Ronald Broadhurst
Ronald Broadhurst | |
---|---|
Deputy Speaker of the Northern Ireland Assembly | |
In office 1973–1974 | |
Preceded by | Position created |
Succeeded by | Position abolished |
Member of the Northern Ireland Assembly for South Down | |
In office 28 June 1973 – 1974 | |
Preceded by | Assembly established |
Succeeded by | Assembly abolished |
Personal details | |
Born | 1906 |
Died | 1976 |
Political party | Ulster Unionist Party |
Brigadier Ronald Joseph Callender Broadhurst (1906–1976) was a Northern Irish unionist politician.
Background
[edit]In the 1973 Northern Ireland Assembly election, he was the last of seven MPAs elected in the South Down constituency, as a pro-Sunningdale candidate. He became the Deputy Speaker of the Assembly.

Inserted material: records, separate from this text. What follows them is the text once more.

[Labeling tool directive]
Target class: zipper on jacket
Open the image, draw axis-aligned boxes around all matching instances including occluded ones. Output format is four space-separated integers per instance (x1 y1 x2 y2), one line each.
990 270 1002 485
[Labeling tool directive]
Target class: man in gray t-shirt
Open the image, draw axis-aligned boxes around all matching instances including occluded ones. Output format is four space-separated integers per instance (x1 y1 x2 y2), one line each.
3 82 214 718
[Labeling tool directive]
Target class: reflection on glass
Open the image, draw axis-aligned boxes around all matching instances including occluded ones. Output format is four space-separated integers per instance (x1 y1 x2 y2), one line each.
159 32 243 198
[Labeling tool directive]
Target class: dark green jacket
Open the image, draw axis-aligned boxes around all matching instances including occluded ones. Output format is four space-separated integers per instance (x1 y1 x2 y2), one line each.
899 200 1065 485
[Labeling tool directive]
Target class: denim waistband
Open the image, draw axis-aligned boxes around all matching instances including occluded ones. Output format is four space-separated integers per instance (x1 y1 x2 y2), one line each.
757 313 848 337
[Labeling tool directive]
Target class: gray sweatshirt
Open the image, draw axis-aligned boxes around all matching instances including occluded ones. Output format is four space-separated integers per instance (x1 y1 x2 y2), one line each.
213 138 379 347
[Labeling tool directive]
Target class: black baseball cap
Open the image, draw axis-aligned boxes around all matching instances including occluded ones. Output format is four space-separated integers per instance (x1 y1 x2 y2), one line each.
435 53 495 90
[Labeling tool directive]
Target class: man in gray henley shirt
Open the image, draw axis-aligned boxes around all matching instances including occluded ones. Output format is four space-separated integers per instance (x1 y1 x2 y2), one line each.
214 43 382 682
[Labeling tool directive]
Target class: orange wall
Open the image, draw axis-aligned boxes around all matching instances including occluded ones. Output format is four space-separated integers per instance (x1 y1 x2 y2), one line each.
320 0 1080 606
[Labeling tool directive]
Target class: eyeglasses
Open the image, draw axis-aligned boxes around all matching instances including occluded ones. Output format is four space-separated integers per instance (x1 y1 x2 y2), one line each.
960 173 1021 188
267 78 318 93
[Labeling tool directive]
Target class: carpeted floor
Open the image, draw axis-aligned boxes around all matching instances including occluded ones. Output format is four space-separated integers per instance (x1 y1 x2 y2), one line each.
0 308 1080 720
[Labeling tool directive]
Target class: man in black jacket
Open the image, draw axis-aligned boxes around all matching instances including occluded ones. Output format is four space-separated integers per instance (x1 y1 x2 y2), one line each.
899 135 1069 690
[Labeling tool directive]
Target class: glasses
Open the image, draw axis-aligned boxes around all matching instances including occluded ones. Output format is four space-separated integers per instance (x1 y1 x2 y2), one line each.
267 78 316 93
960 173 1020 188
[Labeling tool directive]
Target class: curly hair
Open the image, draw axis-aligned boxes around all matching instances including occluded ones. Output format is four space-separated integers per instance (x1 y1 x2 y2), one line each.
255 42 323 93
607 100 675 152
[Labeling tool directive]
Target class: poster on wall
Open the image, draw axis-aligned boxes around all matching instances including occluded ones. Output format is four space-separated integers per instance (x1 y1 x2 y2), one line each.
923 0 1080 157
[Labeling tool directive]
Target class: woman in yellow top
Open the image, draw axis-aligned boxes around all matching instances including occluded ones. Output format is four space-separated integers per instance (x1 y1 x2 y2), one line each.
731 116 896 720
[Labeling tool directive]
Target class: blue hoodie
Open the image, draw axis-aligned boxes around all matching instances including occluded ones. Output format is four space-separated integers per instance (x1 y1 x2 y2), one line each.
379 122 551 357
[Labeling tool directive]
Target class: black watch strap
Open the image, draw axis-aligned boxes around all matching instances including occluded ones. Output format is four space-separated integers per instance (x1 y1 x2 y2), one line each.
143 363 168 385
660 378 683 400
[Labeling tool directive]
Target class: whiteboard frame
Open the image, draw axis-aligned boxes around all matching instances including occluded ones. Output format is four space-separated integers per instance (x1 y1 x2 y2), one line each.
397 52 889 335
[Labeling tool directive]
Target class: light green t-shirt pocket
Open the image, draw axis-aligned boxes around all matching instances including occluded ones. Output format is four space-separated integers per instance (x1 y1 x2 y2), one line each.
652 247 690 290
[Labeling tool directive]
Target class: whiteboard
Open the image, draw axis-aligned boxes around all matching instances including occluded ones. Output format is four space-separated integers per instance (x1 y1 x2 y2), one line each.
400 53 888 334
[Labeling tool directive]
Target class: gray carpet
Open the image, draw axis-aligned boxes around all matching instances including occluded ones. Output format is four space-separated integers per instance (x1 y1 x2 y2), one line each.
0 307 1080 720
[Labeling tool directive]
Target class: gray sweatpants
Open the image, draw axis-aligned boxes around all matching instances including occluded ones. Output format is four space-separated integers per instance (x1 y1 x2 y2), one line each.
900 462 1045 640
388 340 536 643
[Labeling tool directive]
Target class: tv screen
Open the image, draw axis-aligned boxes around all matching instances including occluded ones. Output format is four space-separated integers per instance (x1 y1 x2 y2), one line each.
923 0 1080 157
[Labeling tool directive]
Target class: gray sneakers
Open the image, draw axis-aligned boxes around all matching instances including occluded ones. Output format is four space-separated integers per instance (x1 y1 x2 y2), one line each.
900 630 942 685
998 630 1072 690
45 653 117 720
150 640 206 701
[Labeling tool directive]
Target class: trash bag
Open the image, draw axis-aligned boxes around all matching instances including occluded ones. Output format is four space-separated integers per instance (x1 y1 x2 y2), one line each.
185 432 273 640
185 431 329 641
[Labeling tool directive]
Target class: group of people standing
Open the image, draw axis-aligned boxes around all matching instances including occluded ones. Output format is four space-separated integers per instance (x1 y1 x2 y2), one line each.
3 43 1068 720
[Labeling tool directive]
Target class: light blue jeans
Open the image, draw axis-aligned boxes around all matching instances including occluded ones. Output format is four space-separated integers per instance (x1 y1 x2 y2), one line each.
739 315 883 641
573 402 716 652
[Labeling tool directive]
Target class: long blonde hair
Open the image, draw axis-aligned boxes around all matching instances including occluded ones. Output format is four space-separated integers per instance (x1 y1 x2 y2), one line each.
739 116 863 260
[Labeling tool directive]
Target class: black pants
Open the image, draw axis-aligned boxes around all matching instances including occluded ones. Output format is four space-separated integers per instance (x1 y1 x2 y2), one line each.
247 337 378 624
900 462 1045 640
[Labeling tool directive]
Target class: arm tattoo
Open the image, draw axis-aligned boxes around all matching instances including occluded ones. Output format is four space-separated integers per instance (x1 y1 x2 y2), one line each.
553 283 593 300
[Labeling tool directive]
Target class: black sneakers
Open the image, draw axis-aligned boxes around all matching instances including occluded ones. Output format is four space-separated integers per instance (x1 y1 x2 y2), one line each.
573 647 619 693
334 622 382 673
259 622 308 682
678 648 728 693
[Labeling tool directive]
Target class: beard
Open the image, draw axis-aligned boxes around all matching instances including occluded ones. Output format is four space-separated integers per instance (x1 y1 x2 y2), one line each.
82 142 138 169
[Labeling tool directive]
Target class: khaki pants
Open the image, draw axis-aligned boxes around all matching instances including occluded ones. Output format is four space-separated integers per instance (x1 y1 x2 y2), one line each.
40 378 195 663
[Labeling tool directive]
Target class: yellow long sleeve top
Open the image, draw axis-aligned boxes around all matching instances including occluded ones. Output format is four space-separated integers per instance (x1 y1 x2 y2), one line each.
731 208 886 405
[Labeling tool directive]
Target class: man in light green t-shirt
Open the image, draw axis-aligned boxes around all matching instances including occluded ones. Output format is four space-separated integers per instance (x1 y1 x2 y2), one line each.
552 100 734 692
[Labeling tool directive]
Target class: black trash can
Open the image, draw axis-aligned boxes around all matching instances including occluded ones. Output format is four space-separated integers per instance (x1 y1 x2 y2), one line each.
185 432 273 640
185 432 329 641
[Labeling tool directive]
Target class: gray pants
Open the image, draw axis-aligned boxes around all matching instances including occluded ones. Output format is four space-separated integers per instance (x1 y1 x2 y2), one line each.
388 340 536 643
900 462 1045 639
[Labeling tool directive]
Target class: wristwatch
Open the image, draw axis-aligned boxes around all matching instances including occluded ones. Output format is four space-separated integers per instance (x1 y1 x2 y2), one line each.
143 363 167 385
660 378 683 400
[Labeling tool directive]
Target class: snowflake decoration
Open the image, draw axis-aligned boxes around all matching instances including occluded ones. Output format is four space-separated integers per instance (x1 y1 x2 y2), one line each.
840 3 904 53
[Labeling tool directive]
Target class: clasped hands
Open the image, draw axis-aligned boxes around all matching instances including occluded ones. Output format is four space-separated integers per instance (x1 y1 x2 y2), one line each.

Also in 1973, Broadhurst appeared on Ulster Television demanding that the New University of Ulster (now the University of Ulster at Coleraine) be closed down, a request he also made in the Assembly, to no effect. As a supporter of Brian Faulkner, he followed Faulkner into the newly formed Unionist Party of Northern Ireland in 1974 and stood for the party in South Down in the Northern Ireland Constitutional Convention election of 1975 but failed to get elected.[1]
An Arabist, in 1952 he authored a translation of The Travels of Ibn Jubayr from Arabic.
His papers are held in the Public Records Office of Northern Ireland in Belfast and also in St Antony's College, Oxford.
References
[edit]- "Brig. Ronald Broadhurst". The Daily Telegraph. 7 January 1987. p. 12.